Last time I had determined that the long ribbon cable was too long to fit into the box. So, I ordered a GPIO header with longer pins for the sense hat and a smaller ribbon cable with a 40 pin connector on one end and a 26 pin header on the other to plug into the PermaProto board.
In order to make more room for the board and the connector stack, I removed the three screw terminal connector where I had planned to connect the wires from the Fog machine remote.
Using double sided tape, I secured the PermaProto to the bottom of the enclosure. Then I secured the AC relay to the side wall near where the Fog machine cable will enter the box.
Next, I installed the fog machine cable and wired up the relay board to it. I secured the relay board to the opposite side wall of the enclosure from the AC relay with more double sided tape.

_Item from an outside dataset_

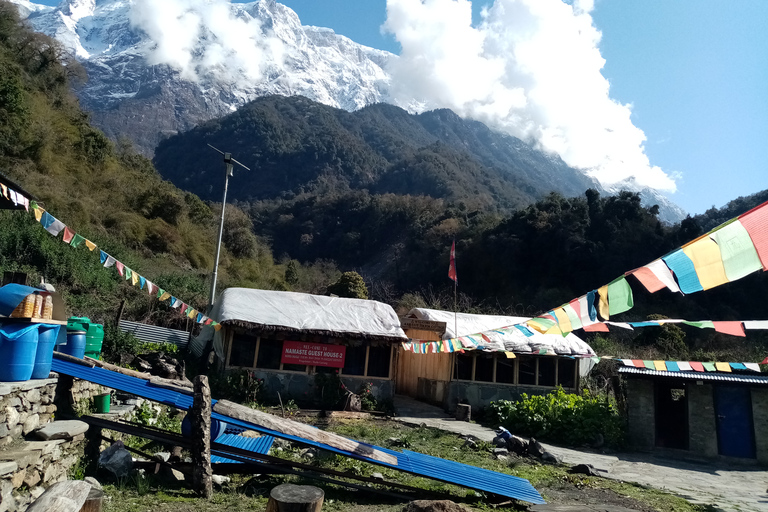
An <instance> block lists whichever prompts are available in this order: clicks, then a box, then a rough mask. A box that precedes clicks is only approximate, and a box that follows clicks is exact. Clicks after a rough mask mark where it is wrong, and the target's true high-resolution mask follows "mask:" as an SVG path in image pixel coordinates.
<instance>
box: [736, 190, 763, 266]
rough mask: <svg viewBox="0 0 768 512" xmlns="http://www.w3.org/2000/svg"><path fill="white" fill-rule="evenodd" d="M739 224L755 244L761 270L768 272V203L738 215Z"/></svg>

I installed the neopixel ring on the outside of the box and used hot glue to secure the ring in place.
Then I wired the neopixel wires to the three screw terminal connector.
Next, I drilled holes in the enclosure top and secured the Raspberry Pi to it using 4-40 machine screws and nuts.
You'll notice that one screw hole was a little off, so I was only able to install three of the screws.
I installed the new GPIO header on the sense-hat and plugged it into the Raspberry Pi, then plugged the new ribbon cable onto the pins which extended through the sense-hat board.
I closed everything up and tried to connect to the Pi from my laptop. Then I realized the WiPi was not installed. So, I had to cut a hole in the side wall of the enclosure for the WiPi to stick through.
I made the hole where the fog machine cable enters the box slightly larger so that I could run the Pi power cable and the speaker cable through the same hole.
Now, the Foginator 2000 is assembled and ready to test. At this point I know all of the parts work because I've tested them individually. Since the audio amplifier board that I built is dead (the main IC is dead), I decided to use an old amplified speaker from a PC. All in all, it looks pretty good.
However when I tested it, I found that when the PWM is running there is a bunch of noise on the audio line. I thought this might be due to the neo-pixel supply voltage being fed from the Raspberry Pi. So, I disconnected it and ran the neo-pixel ring and the voltage translator chip off of a separate power supply. Unfortunately, that had no effect. Looking at the PWM signal on a oscilloscope, I noticed that there's lots of ringing on the edges. Even with the Raspberry Pi disconnected from the rest of the box, the noise still rides on the audio when the PWM is active. I did a little research and it looks like there's a strength setting on the GPIO outputs on the Raspberry Pi. So, maybe if I lower the strength, that will reduce the ringing. I will write more once I figure out how to do that.
Other than, that everything appears to work. The fog machine switches on when the relay closes and puts out three seconds worth of fog. When the PWM is not running the audio is crisp and clear and plenty loud. The PIR sensor senses motion through the hole in the side wall just fine and when the speaker is turned off, the neo-pixel displays a rotating rainbow when the PWM is turned on. So, I am really close to having a working system. All I need to do is merge all of the code together and I'll be set for next Halloween ;-).